À l’issue d’un concours, trois artistes neuchâtelois-e-s ont été sélectionné-e-s pour résider dans l’atelier du Canton à Paris. Roxane Christinet, Marie-Dominique Delefortrie et Jon Merz se sont vu attribuer une bourse visant à encourager la recherche et la création artistique dans le milieu culturel neuchâtelois. 

La Cité internationale des arts accueille à Paris des artistes professionnel-le-s venu-e-s du monde entier. Depuis son ouverture en 1965, elle a hébergé plus de 15’000 artistes dans les 291 ateliers-appartements situés dans le quartier du Marais. Près de 90 artistes neuchâtelois-e-s y ont résidé. Une résidence à la Cité des arts leur offre la possibilité de développer leur pratique artistique ainsi que de l’enrichir par de nombreux contacts et échanges avec d’autres artistes.

Trois projets artistiques à Paris

Le premier artiste à déposer ses valises à Paris sera Jon Merz. Du 1er juillet au 30 décembre 2026, il partira sur les traces de l’école de Barbizon et des peintres impressionnistes. Formé à la Haute École des Arts de Berne puis à l’Académie des Beaux-Arts de Hambourg, le peintre présente son travail en Suisse et à l’étranger depuis plus de dix ans. Il aura pour projet de créer une série d’œuvres reprenant des thèmes comme la place de l’homme dans la nature, le désir et la mémoire.
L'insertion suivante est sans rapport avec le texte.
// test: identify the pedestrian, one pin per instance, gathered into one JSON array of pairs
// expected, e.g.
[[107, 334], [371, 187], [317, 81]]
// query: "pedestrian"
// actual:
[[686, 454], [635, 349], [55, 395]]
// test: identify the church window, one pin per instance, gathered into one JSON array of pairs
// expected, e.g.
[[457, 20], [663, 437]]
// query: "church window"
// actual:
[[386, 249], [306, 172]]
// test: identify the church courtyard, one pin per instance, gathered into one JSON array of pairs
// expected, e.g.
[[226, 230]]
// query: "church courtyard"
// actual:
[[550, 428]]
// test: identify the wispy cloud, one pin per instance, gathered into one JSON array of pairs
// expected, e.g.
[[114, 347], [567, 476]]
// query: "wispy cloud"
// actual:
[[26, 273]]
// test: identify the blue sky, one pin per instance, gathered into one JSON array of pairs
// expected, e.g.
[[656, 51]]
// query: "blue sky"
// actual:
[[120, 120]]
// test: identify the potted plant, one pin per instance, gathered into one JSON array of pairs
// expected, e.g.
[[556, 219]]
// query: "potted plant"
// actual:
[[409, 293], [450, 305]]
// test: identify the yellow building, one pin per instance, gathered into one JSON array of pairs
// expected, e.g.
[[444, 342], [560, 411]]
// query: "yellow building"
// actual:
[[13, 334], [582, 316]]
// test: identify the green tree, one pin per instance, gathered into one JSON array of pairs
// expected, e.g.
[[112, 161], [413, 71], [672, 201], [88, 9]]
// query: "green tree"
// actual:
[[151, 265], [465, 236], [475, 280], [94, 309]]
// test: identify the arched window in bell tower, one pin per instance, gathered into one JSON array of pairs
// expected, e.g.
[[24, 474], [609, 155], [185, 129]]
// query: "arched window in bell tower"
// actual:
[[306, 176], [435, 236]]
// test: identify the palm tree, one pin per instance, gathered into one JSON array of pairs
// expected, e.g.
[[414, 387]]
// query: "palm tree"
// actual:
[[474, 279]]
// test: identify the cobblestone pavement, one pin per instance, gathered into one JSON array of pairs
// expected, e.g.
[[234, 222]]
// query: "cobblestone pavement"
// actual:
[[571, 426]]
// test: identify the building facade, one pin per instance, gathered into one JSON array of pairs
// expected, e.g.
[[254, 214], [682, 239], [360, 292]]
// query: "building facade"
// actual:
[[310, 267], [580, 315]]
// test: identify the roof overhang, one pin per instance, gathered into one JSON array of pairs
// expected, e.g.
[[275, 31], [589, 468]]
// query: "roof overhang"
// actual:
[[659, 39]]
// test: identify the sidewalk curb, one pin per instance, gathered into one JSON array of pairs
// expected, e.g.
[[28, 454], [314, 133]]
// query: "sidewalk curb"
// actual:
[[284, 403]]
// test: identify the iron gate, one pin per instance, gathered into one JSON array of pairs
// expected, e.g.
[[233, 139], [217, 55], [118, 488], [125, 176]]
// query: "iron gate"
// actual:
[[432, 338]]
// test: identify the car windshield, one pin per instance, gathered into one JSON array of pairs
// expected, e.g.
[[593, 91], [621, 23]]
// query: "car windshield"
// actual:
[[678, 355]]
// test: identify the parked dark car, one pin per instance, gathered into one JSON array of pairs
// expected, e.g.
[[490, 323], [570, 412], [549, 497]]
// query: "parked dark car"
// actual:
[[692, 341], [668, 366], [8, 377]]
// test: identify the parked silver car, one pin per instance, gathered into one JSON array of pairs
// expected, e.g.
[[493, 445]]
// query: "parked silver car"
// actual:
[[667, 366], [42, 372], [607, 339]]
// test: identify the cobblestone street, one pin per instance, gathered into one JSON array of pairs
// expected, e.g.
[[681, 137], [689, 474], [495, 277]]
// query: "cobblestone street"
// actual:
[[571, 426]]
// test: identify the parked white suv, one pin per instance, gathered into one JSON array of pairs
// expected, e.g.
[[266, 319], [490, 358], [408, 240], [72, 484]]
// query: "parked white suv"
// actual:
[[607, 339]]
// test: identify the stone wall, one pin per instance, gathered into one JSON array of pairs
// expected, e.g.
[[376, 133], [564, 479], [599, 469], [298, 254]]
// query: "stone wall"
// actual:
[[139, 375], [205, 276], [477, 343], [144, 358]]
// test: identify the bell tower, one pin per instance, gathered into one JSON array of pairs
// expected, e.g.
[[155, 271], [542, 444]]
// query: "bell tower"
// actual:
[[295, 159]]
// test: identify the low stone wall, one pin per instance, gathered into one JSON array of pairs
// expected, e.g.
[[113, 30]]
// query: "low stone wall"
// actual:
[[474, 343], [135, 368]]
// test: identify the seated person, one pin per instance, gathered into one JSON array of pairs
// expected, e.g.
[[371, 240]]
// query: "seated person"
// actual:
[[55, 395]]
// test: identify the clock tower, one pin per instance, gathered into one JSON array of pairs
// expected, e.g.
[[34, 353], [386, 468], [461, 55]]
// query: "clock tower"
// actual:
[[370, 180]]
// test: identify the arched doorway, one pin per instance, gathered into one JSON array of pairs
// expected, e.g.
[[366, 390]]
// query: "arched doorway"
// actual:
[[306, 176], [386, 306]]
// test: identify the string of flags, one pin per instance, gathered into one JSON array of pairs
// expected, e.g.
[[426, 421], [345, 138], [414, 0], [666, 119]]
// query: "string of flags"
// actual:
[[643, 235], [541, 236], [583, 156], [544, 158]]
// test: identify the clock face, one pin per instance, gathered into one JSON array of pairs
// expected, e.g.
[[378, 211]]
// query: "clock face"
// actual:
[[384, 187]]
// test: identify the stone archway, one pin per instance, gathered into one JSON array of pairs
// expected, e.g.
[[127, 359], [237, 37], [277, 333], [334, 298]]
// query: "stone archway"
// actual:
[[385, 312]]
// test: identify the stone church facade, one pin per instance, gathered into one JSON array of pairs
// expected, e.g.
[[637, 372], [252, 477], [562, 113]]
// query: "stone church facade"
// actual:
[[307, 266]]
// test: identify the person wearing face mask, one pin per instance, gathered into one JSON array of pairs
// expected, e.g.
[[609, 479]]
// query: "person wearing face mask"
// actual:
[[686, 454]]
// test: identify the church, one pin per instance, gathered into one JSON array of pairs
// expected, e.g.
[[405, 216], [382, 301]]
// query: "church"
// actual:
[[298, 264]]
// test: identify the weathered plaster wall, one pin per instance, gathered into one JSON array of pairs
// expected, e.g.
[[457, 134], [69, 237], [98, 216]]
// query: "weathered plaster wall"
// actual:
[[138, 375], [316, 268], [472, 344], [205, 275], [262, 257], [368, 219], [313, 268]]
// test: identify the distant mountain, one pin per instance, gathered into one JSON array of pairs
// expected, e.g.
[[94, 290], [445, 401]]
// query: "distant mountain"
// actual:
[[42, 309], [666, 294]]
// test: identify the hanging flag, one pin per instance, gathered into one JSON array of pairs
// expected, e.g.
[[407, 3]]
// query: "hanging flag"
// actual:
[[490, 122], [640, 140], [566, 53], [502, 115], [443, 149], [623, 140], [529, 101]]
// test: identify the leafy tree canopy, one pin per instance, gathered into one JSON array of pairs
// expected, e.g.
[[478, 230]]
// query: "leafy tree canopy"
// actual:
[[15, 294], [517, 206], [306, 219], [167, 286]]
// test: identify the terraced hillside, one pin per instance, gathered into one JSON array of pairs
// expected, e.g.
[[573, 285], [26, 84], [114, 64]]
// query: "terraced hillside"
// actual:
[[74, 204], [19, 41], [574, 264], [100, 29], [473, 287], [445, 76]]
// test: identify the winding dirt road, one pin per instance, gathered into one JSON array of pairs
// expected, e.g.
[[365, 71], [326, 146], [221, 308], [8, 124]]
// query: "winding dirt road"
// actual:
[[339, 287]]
L’atelier sera ensuite occupé par Roxane Christinet, du 1er janvier au 30 juin 2027. Artiste pluridisciplinaire, elle explore des questions de pouvoir et de domination à travers des gestes précis et incisifs. Cette recherche se manifeste notamment dans son travail sur la tapisserie ainsi que dans ses installations sonores. Durant la résidence, elle investira l’espace pour produire des pièces textiles, tout en développant un nouveau projet sonore en lien avec des artistes de la scène noise parisienne.

Enfin, la dernière résidence a été attribuée à Marie-Dominique Delefortrie. Elle occupera l’atelier du 1er juillet au 31 décembre 2027. À travers l’exercice de la peinture, la démarche de l’artiste s’inscrit dans la notion de « dérive urbaine » décrite par Guy Debord. Cette approche propose de parcourir la ville sans itinéraire précis, en invitant à une exploration sensible et active des espaces urbains, une sorte « d’errance consciente ». Au fil de ses déambulations, l’artiste s’intéressera aux objets abandonnés ou déplacés dans des contextes inattendus. Ces éléments deviendront les traces silencieuses d’histoires anonymes, suscitant une lecture poétique et imaginaire de ces récits possibles.

Chacun-e des futurs résident-e-s bénéficiera de l’atelier-résidence durant 6 mois, d’une bourse de 12'000 francs ainsi que d’un montant forfaitaire de 2'000 francs pour les déplacements. En ouvrant de nouveaux horizons aux artistes neuchâtelois-e-s, la mise à disposition de cet atelier favorise non seulement la diffusion de la créativité neuchâteloise à l’étranger, mais également le rayonnement culturel du canton de Neuchâtel.